I have only a few things to say about this article:

#1: The pricing comparisons are totally bogus, and rigged to make the MAC's appear like a good deal. Unfortunately we are not idiots and most of us research things we read, to verify truth. So stop trying to take us all for fools, you idiot.

#2: I went and found many of the same products (for PC)you listed here for much cheaper than you listed them. And some even 50 dollars or more cheaper than what you found, not to mention many of the products you listed here have rebates making them even less.

#3: I have worked in the pc and electronics sales business for many years. I specialize in corporate purchasing in business to business sales
and whenever MAC's are involved it is a pain to try and express value in Macintosh products, as there really is none. The same company could out fit 5 people with new computer equipment for the cost of outfitting only 2.5 people with new computer equipment using the same speced MAC proposals.

#4: A good example of pricing stupidity on Macintosh products is their 30" monitor (The Apple Cinema Display).Priced at a whopping 1,799-2000+ for horrible specifications that dont even compare to high end PC compatible LCD offerings like Samsung, Dell, HP and VIEWSONIC all for prices around 1000-1300 dollars. AND THEY WORK WITH MACS TOO!! What is the extra cost for MR.JOBS ??

#5: I just love how you assmue that most of the readers here have 3-4 different computers, and could actually afford to go buy a 3000+ Macintosh machine and also have their 3 PC's sitting around to , all setup for different purposes. NO ...the actual reality is that most of have a single machine that they use for everything, not one gaming machine and one Web surfer and one Multimedia and graphics design machine. Get a life you pompus moron. We don't all sit around doing nothing all day but typing and getting paid for it. Especially not the garbage you just put out.

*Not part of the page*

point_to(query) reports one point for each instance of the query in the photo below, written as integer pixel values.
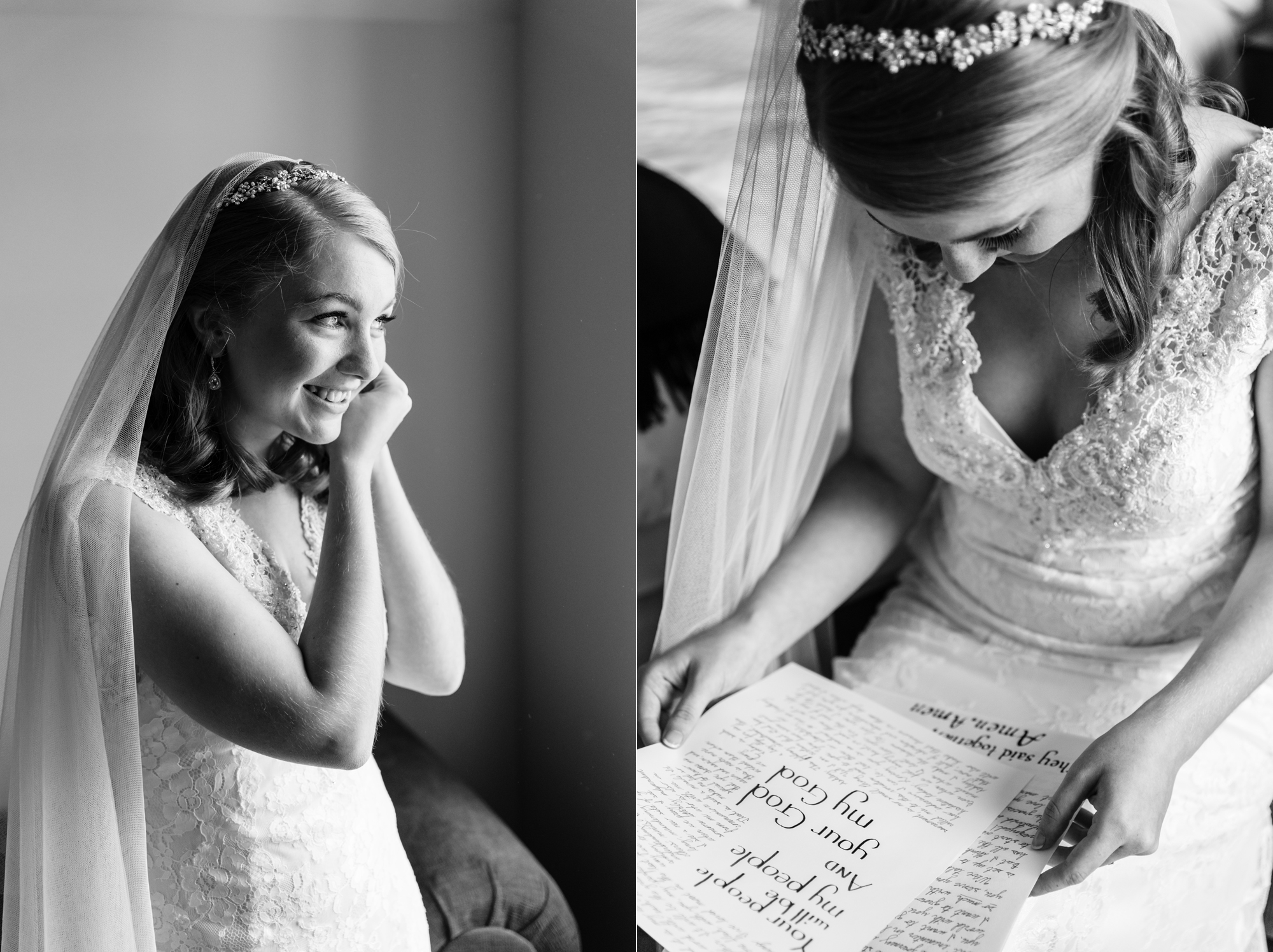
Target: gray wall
(579, 412)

#6: Just a quick reminder, this is Toms Hardware, not Steve Jobs hardware. We come here to read about the latest developments in the PC world, and learn how to do things and fix things. Not hear your rant about how MACS are misunderstood, and that we PC guys are missing out.
Get a grip and realzie if you want to start catering to the mac crowd then creat a website devoted to them and they will come.

Myself being a PC guy,can tell you honestly you are waisting your breath, as most of us have done the research and have used mac's before in some form or fashion, and didnt like them, thats why we are PC guys.
 
Apple will never make the upgrade component cheaper. The recent is that they do not want you to upgrade a legacy system. Since they want to maintain tight control on what's is on the market, hardware and software, what better would be to prevent user to upgrade or add new component? User will be forced to buy a brand new system with the latest config, etc tailored to exactly how Apple want it to be and matching peripherals. I'm not saying that a 1 year old ipod will not work with the next year macbook but that if they wish to phase out a component or product they can do so. Also, they are limiting the amount of configuration that a MAC can have, thus, limiting the configuration to be supported. This in turn make it much easier to make it run smoothly. Otherwise, they will have to face many of the problem the PC crowd are currently facing. Thousands of different devices that does the same thing, with their thousands of different drivers from thousands of different vendors. How many of those can be trusted to properly test their stuff among the countless different configuration that can exist for a PC? Also, Printer with parallel cable? Floppy drive? Those things still sell.